I feel like I have learned so much this year. The lessons have been hard ones to learn. They have come through rough, challenging, hard-earned experience. There have been several moments when I've felt angry inside about my limitations and struggles. I remember one day expressing to the Lord that I can't be the mom, wife, ward member, friend that I need to be because of these limitations. Almost as immediately as I expressed those frustrations came the answer that I will be better in my roles because of the sensitivity and understanding I am gaining from these challenges. I will be a more compassionate visiting teacher and member of Relief Society because I know how discouragement and weariness feel. One day I will know how to succor and support my daughters-in-law and (hopefully!) daughter(s) when they have babies and need extra help. I will be able to talk a friend through a hard time because I can say with true understanding, "I've been there." And that is a blessing. Through the difficulty comes understanding. That understanding breeds love and compassion. I feel humbled. I feel deeply dependent upon the Lord for my daily strength. I feel a stronger reliance upon Grant. I feel greater love for my children, because, as I once heard so beautifully expressed by a bishopric member, "You sacrifice for what you love, and you love what you sacrifice for."
In many ways I am thankful for this year to end. I look forward to a fresh start in 2012 and feeling more like myself. There are promising changes ahead, and I know that with those come additional challenges. But I feel like the Lord is preparing me for what lies ahead. I am grateful for his trust in me, that He knows I can face the challenges He gives me, and that He knows they will strengthen my character and make me "more fit for the Kingdom." Among some of the words that have uplifted me lately, here are a few of my favorites:
"Elder Neal A. Maxwell said that the Lord made known to him that his own struggle against cancer was designed to give 'authenticity' to his ministry (see Bruce C. Hafen, A Disciple's Life, 562). In a much smaller way I feel that, because of what I have experienced, I can testify 'with authenticity' of the peace and strength that indeed come to those who cast their burdens upon the Lord." -- Brent L. Top, "When You Can't Do It Alone," ix
"We should take care not to resent the very things that help us put on the divine nature." -- " As Many as I Love, I Rebuke and Chasten," Elder D. Todd Christofferson, Ensign, May 2011
"And I will also ease the burdens which are put upon your shoulders, that even you cannot feel them upon your backs, even while you are in bondage; and this will I do that ye may stand as witnesses for me hereafter, and that ye may know of a surety that I, the Lord God, do visit my people in their afflictions.

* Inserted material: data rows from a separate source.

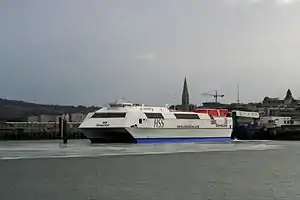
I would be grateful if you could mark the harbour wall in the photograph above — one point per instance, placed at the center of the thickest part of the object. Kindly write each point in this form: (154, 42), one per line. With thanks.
(38, 131)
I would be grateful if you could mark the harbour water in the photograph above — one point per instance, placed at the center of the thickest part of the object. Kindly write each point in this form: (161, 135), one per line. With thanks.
(238, 170)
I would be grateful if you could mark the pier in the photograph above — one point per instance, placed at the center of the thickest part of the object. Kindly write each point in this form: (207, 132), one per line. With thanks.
(38, 131)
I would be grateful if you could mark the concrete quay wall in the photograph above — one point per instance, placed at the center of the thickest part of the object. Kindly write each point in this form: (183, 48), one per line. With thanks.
(37, 131)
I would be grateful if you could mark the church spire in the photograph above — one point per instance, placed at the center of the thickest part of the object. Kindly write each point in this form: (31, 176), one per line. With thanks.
(185, 97)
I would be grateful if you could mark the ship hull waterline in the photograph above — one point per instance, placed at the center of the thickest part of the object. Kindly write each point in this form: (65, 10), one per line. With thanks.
(150, 135)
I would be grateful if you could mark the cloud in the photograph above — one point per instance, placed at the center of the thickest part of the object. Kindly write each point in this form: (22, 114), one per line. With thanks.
(284, 2)
(149, 56)
(249, 2)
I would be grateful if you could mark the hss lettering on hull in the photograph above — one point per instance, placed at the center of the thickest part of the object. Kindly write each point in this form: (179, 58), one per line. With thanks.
(158, 123)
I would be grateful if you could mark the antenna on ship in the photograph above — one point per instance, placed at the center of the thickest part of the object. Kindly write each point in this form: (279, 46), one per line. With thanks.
(215, 95)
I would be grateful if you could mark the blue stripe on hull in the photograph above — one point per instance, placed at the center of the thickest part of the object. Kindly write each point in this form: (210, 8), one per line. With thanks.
(183, 140)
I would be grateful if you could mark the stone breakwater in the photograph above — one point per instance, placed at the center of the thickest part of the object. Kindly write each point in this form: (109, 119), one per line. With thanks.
(37, 131)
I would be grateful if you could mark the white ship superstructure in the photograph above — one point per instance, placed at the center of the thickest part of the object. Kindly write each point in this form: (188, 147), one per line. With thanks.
(135, 123)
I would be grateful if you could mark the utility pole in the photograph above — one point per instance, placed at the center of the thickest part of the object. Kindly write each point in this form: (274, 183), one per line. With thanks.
(238, 93)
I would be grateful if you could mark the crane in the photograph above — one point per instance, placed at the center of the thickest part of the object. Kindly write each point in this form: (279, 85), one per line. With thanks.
(215, 95)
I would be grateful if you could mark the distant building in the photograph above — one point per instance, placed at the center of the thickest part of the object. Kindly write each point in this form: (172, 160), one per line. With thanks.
(185, 97)
(33, 118)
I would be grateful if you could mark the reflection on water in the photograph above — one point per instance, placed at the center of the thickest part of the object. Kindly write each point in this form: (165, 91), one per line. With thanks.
(82, 148)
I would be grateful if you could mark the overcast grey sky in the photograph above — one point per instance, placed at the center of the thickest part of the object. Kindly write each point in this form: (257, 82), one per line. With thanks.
(95, 51)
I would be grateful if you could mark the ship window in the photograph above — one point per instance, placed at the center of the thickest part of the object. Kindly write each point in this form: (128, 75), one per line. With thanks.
(109, 115)
(187, 116)
(154, 115)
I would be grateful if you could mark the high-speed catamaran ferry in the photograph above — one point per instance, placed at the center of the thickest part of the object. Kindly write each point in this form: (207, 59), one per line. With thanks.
(136, 123)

And now it came to pass that the burdens which were laid upon Alma and his brethren were made light; yea, the Lord did strengthen them that they could bear up their burdens with ease, and they did submit cheerfully and with patience to all the will of the Lord." -- Mosiah 24: 14-15
I am grateful for words of comfort like these. The hope and peace I have received through many sources over the last several weeks have felt like that beautiful burst of sunlight I saw yesterday morning -- the promise of a new day, revealed in quiet, peaceful moments, that, though fleeting, bring a reassurance of light and hope and joy. I am so grateful.
2 comments:
Love this. Love you. And I am grateful that you are doing better-in all aspects. Keep on keepin' on, girlie. Perhaps you're experiencing a bit of that "training ground for a better, and happier, day" someone we love once spoke of... You're stronger than you realize!
Thank you so much for Sharing Monica! I am struggling with something very similar in regards simplifying my life. Your post brought me to tears today. I am grateful to know you and grateful to you for sharing your experiences with others! You are an inspiration! Hope you are all doing well! Take care! Love ya!